Zelenski, sí, intervino en el Parlamento de la UE para pedir auxilio, pero, en verdad, los auxiliados fuimos todos los europeos. ¡Cómo contener las lágrimas ante las palabras de Zelenski! Millones de seres humanos, como el traductor del discurso, lloraron al escuchar al presidente de Ucrania. Y es que su plática es nuestra tabla de salvación: la libertad, o mejor, el deseo de libertad es el mayor bien del ser humano. Rescatada de la fatalidad, del destino terrible de la guerra, la libertad es genuina esperanza. Cuando hablaba Zelenski, percibíamos al instante el sentido de la idea de libertad. Millones de siervos voluntarios, esclavos de la seguridad hedonista, no quieren oír hablar de lo que esa palabra lleva adentro, menos aún de los riesgos existenciales que conlleva. Prefieren vivir cabeza con cabeza antes que vivir el riesgo de la libertad. Claro que llorábamos por Ucrania y por nuestras miserias por no haberla defendido antes y con más convicción. Llorábamos por nuestros errores.

Pero esta vez, por fortuna, en vez de regodearnos en el fracaso, lo reconocimos para convertirlo en una nueva verdad. Sí, todos repetimos, como si tratara de una nueva luz que se enciende en la conciencia de todo demócrata, la libertad se conquista y se defiende hasta con la vida. Es el precio de la libertad. El discurso de Zelenski nos hace libres y así lo entendió el Parlamento Europeo que respondió con honor y eficacia a la petición de Ucrania de formar parte de la UE. El espíritu de libertad de los ucranianos se instaló en la sede de la soberanía de los pueblos libres de Europa. Nunca en el Parlamento Europeo se había visto una votación del 90% a favor de tramitar el ingreso de Ucrania en la UE. Tampoco se había alcanzado nunca tanta unanimidad parlamentaria para condenar al dictador Putin. También los discursos de apoyo a Ucrania fueron unánimes. Y, sobre todo, quedó descalificado intelectual y moralmente cualquier tipo de ideología o paparruchada que apele a la neutralidad ante la invasión rusa de Ucrania.

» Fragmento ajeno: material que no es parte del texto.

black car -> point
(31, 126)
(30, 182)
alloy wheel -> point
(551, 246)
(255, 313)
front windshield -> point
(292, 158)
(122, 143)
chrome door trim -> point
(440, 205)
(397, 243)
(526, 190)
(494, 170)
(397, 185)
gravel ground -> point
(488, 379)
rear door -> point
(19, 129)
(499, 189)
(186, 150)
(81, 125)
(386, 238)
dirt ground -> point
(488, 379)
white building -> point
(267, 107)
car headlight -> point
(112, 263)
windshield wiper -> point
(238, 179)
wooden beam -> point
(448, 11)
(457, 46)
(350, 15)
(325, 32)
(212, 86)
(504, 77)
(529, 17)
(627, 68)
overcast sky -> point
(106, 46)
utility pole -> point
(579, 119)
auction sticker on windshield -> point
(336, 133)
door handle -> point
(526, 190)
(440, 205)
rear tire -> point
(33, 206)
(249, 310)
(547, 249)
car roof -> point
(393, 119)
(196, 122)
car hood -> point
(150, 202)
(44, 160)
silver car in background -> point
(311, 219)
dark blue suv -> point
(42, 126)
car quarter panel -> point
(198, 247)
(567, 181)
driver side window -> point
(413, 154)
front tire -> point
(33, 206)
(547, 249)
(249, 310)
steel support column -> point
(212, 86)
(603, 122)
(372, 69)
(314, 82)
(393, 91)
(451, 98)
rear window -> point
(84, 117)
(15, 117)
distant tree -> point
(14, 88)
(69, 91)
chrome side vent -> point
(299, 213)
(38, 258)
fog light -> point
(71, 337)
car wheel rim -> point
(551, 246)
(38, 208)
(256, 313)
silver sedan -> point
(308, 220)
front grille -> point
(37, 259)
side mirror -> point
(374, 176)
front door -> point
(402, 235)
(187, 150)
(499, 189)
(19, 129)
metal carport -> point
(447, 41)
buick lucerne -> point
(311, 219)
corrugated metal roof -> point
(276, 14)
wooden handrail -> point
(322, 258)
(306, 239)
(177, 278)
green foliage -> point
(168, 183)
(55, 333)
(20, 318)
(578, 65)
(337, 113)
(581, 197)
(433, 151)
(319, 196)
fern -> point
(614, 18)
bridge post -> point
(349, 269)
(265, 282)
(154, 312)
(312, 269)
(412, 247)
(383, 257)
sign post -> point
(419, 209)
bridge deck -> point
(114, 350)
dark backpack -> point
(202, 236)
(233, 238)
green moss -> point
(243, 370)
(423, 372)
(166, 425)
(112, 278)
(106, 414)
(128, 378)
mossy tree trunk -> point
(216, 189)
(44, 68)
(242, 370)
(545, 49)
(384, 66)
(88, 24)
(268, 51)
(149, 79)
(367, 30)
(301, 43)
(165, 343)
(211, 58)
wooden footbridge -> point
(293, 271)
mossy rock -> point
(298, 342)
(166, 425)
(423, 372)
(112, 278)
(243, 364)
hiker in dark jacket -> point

El pacifismo barato, ese que provoca y mata en nombre de la paz, quedó descalificado para siempre. La renuncia a la guerra, esa que balbucean los partidos occidentales que apoyan a Putin, no sólo no suprime los conflictos sino que es el arma más terrible para asesinar la libertad y la democracia. Como nos enseñó Ortega, en 1938 el pacifismo, la voluntad de paz, reducido a buenas intenciones, causa grandes daños a la causa de la paz mientras no nos den nuevos medios para resolver esos conflictos. En nombre de la paz se cometen los mayores asesinatos; decir, por ejemplo, que "la paz es el derecho como forma de trato entre los pueblos" es tanto como ocultar la realidad. Es falso que exista tal derecho. No existe ni en la teoría tal derecho de los pueblos, pero en nombre de tal derecho se pretende que desaparezcan las guerras… Esto es una frivolidad. Una inmoralidad. Por fortuna, esa inmoralidad pacifista que coadyuvó en los años treinta a la Segunda Guerra Mundial parece hoy, en 2022, derrotada. Sólo los criminales del estilo Putin defienden el ¡No a la guerra!